Agriculture Productivity Performance of North-Western Zone in Tamilnadu Using Data Mining Techniques
C. Arul Kumar 1, G. Manimannan2*
1Assistant Professor, Vivekanandha, College of Arts and Sciences for Women, Tiruchengode, Namakkal, Tamilnadu, INDIA.
2Assistant Professor, Madras Christian College, Tambaram, Chennai, Tamilnadu, INDIA.
*Corresponding Address:
[email protected]
Abstract: Agriculture sector is the mainstay and backbone of the Indian economy. Agriculture plays a vital role in the development of a country. It contributes nearly fifteen percent of Gross Domestic Product (GDP) of India. Seventy percent of the population depends on agriculture for their livelihood. Over the past decade the agriculture production in districts of Tamil Nadu had faced increased yield in all the crops. However, agriculture productivity differs from region to region, which needs a detailed investigation. The main objective of this paper is to analyze the agriculture productivity of Major Crops in North-western zones of Tamil Nadu using Data Mining and Geographical Information System (GIS) techniques. The data was collected from secondary source of Department of Economics and Statistics, Tamilnadu during the period of 2003 to 2012. In this study we examined yield variations, spatial patterns and classification of fifteen major crops. The results achieved three different classifications and are labeled High Yield Districts (HYD), Medium Yield Districts (MYD) and Low Yield Districts (LYD) based on their mean yield of various crops.
Keywords: Agriculture Productivity, Productivity Regions, Crop Yield, Factor Analysis, k- mean Clustering Techniques, Geographical Information System and Multivariate Discriminant Analysis
Introduction
Agriculture is the back bone of our India. Agriculture and its allied sectors contribute nearly 15 percent of Gross Domestic Product (GDP) of India.

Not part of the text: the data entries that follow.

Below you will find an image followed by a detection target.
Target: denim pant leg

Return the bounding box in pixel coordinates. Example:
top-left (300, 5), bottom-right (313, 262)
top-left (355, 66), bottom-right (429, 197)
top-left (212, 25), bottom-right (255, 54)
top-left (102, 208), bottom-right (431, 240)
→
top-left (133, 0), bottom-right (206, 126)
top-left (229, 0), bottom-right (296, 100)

Over 70 percent of the population is significantly dependent on agriculture for their livelihood. This sector provides 50 percent of the employment at the national level and it helping for the growth of the economy.The agriculture development is a requirement not only providing the food security of the growing population but also a number of industrial raw materials. In nutshell, agriculture plays an essential role in the process of economic development of the country. Agriculture continues to the major predominant sector of the Tamilnadu economy. The state has a total area of 1.3 lakh sq. km with a gross cropped area around 63 lakh hectares and the contribution to Gross Domestic Product and state domestic product, has higher compared with other sector. Agriculture development of a country or region is dependent on the production of crops. Several efforts have been taken to increase the production and productivity level at different points of time.Agriculture productivity measures that the area are performing less or higher compared with other regions nearby. The concept of agriculture productivity has been extremely used to explain the spatial organization and pattern of agriculture. Productivity is generally is considered into two directions, i) productivity of land ii) Productivity of infrastructure, productivity of land is linked with infrastructure closely. Productivity of land is an important factor of agriculture since it is permanent fixed factor among the three categories of input land, labor and capital. Agriculture productivity of land explained by production of crops in terms of yield per unit.Spatial analysis of agriculture productivity is very important because it can highlight the structure and pattern of production. (Dharmasiri, 2009) Agriculture productivity is defined by several researchers with their views and discipline. Agriculture productivity may be defined as the ‘ratio of index of agriculture output to index of total input used in farm production’ (shafi, 1984)In geography agriculture productivity is defined on “output per unit of input” or “output per unit of land area”. “Yield per unit” should be considered to indicate agriculture productivity (Singh and Dhilion, 2000).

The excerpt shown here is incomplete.